INH and RIF treatment reduces the bacterial burden within individual granulomas and in aggregate. (A) Granuloma bacterial burden (number of CFU per granuloma) was obtained at necropsy for control and treatment groups. Each dot is an individual granuloma. Sterile granulomas are depicted as 0 CFU and were found for 41 (of 99 total), 36 (of 43), and 33 (of 36) granulomas in the control, INH-treated, and RIF-treated animals, respectively. (B) The total bacterial burden was reduced in animals treated with INH alone and RIF alone compared to that in the controls. The CFU score reflects the overall bacterial burden within the entire animal. Each point represents the total bacterial burden of an animal. Too few data points were available for the HRZE-treated group for meaningful comparison. P values were determined by the Kruskall-Wallis test (P < 0.001) with post hoc analysis by Dunn's multiple-comparison test: *, P ≤ 0.05; **, P ≤ 0.01; ***, P ≤ 0.001.

Fig 3

Lesional bacterial burden correlates with size but not SUVR in control animals with active TB. (Left) The bacterial burden within a granuloma (gran) did not specifically correlate to inflammation measured by FDG PET (SUVR) (linear regression, R² = 0.03, P = 0.07). (Right) A positive correlation between size and lesional bacterial burden was observed (linear regression, R² = 0.244, P < 0.0001).

Fig 4

Treatment with INH, RIF, and HRZE results in reduced total PET activity from pretreatment levels. Total FDG uptake from the lungs was determined for each monkey before, during, and at the end of drug treatment. The y axis reflects the percent change of total SUV from pretreatment levels (100%). Each line represents an individual monkey.

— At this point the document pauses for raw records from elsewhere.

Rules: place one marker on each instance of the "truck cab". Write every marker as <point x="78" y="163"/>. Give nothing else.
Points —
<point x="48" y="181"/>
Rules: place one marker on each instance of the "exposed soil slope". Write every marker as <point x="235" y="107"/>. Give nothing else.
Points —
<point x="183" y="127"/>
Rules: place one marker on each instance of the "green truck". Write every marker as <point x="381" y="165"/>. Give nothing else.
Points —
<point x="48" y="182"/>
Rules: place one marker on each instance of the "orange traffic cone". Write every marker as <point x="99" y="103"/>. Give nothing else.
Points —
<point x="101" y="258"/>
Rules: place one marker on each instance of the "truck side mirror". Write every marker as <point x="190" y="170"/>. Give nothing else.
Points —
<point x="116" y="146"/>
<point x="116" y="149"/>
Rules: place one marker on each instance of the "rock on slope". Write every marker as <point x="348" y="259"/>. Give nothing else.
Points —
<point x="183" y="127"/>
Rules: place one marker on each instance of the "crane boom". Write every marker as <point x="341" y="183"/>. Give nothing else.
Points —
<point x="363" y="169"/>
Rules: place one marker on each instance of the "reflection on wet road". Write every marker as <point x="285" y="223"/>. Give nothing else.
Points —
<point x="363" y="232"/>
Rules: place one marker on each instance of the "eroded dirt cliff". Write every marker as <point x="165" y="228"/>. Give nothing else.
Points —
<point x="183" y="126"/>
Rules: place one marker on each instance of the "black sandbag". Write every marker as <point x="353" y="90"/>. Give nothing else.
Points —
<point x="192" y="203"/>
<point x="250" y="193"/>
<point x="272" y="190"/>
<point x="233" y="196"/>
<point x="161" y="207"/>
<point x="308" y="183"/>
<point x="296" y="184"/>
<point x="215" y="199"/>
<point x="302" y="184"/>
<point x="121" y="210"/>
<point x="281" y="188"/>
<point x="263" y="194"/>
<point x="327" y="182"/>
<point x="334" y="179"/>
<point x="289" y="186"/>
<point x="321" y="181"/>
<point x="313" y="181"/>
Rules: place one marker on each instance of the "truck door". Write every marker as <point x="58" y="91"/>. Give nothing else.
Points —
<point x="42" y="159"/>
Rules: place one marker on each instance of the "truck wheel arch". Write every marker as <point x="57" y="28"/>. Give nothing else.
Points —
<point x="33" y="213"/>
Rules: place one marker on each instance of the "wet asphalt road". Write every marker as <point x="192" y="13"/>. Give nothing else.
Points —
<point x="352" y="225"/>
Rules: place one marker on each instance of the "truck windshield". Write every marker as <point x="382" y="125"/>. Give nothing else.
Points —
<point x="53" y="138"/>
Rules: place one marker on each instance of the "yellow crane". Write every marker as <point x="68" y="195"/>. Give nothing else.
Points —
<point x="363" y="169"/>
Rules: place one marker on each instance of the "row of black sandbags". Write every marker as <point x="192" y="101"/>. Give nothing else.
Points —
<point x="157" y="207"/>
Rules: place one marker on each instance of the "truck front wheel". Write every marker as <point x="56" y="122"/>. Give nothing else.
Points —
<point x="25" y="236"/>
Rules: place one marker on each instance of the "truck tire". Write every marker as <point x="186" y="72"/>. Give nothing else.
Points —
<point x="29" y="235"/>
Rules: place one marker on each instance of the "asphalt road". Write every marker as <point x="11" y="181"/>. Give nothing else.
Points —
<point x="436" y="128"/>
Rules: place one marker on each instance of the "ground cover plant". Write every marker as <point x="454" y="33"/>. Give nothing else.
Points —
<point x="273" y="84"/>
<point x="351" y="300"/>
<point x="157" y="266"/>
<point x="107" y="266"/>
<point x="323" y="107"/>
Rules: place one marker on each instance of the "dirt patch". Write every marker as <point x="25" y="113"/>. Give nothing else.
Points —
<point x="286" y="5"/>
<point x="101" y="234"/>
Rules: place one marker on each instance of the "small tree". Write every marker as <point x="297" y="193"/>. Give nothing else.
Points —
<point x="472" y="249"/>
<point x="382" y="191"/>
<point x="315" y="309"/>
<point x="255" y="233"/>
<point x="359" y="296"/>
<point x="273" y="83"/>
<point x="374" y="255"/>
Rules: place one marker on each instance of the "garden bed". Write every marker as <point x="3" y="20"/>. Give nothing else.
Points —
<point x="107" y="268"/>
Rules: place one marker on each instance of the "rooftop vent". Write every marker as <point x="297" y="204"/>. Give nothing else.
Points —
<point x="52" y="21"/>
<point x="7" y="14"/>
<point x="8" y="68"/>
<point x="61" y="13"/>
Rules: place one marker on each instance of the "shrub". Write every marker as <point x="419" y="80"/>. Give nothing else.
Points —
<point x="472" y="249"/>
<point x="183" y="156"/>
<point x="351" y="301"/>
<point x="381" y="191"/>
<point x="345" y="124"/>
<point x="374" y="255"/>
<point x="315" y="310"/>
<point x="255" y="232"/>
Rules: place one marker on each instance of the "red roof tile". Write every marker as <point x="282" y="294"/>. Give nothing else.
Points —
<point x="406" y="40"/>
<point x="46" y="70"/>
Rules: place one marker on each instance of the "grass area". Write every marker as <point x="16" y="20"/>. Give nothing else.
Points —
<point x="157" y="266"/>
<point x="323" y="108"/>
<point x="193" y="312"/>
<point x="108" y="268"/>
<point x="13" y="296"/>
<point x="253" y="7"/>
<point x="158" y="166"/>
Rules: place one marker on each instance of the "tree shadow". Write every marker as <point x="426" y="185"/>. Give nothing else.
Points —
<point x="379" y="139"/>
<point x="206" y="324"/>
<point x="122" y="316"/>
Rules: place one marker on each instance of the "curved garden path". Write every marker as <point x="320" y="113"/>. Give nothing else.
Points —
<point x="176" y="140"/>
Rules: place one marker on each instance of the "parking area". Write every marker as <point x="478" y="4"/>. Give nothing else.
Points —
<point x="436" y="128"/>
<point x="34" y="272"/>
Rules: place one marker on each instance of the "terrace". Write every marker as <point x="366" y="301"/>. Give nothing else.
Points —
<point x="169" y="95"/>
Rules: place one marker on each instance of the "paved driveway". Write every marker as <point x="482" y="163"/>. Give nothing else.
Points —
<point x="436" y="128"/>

P values were determined by the Friedman test (P < 0.001) with post hoc analysis by Dunn's multiple-comparison test. **, P < 0.01. Too few data points were available for the HRZE-treated group for meaningful comparison.

Fig 5

Serial measurements of granuloma SUV and size (mm) of monkeys immediately before (pre) and at the end (post) of drug treatment. (A) The metabolic activity of individual granulomas decreases with RIF and HRZE; (B) granuloma size decreases among animals treated with RIF alone, INH alone, and HRZE. P values were determined by the Wilcoxon matched-pairs sign-rank test: ***, P ≤ 0.001; ****, P ≤ 0.0001.

Fig 6

Reductions in SUVRs during INH or RIF treatment are observed with low bacterial numbers per granuloma. Each point represents a single granuloma from control (n = 9 animals), RIF-treated (n = 7 animals), and INH-treated (n = 7 animals) animals. Too few samples from the HRZE-treated group were available for meaningful analysis. Note that the x axis scale (CFU per granulomas) differs between the control and treatment groups due to high bacterial numbers in the control group.